3. Others with similar responsibilities get paid more
This may require you to do a little research, whether on the Internet or by asking your colleagues. In Malaysia, despite it being frowned upon when we ask about salaries, it doesn’t change the fact that it’s a good practice for transparency. The more secrecy there is about your compensation, the more employers can take advantage of.
Sites like LinkedIn, Glassdoor, Indeed, or Payscale have most of the information you need. With just a few clicks, you’ll know whether your compensation is on par with the market rate.
4. High turnover rates
There are only a few main reasons why people quit a job and one of them is to escape bad pay. With the Internet on our side, it’s not that hard to know how much a job is worth. Once someone has got that information and if they have the power to make a change, they’re going to take it. That means switching over to another company that values them.
A high turnover rate means that more employees find better opportunities elsewhere than vice versa. Remember, whether it’s you or your work bestie, money is a huge factor in our jobs.
5. You’re constantly getting headhunted
You are underpaid if you keep receiving calls from recruiters or headhunters that can pay more than what you’re earning now. Recruiters are people who work extremely closely with companies and job seekers. It makes sense to take their benchmark of salary as it will roughly represent how much your job is worth.
To top it off, if you’re constantly getting headhunted, it simply means that your speciality is in high demand now. That is a tremendously powerful negotiating tool because if the company is desperate for someone with your skills, they will one-up your other offers. And all this is only going to benefit you.
6. You did not negotiate your initial salary
Chances are that when the company first give you the initial offer, it’s below the amount they’re willing to spend. It’s something like “Let’s see if he/she is willing to accept this pay.”
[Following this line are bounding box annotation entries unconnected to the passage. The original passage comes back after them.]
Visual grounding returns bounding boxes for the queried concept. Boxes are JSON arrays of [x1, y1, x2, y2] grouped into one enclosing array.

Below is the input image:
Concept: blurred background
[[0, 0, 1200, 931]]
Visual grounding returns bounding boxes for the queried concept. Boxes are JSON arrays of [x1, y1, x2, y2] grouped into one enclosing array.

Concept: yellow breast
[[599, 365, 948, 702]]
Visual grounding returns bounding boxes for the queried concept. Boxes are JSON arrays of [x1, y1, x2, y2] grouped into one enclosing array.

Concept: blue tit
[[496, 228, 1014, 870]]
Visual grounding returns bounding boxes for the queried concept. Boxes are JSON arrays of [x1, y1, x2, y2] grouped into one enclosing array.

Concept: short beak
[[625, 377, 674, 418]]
In most cases, companies want to save as much as possible. So if you didn’t negotiate your salary at first, that means you actually deserve much more than that. But first, ask for it.
Plus, now that you’ve gained some experience and have your time invested, you would have become an asset to the company. Prepare your case well, you deserve it.
Constantly review your salary just to keep yourself updated with the industry standard. Don’t lose the opportunity for something better just because it’s hard to strike up the conversation.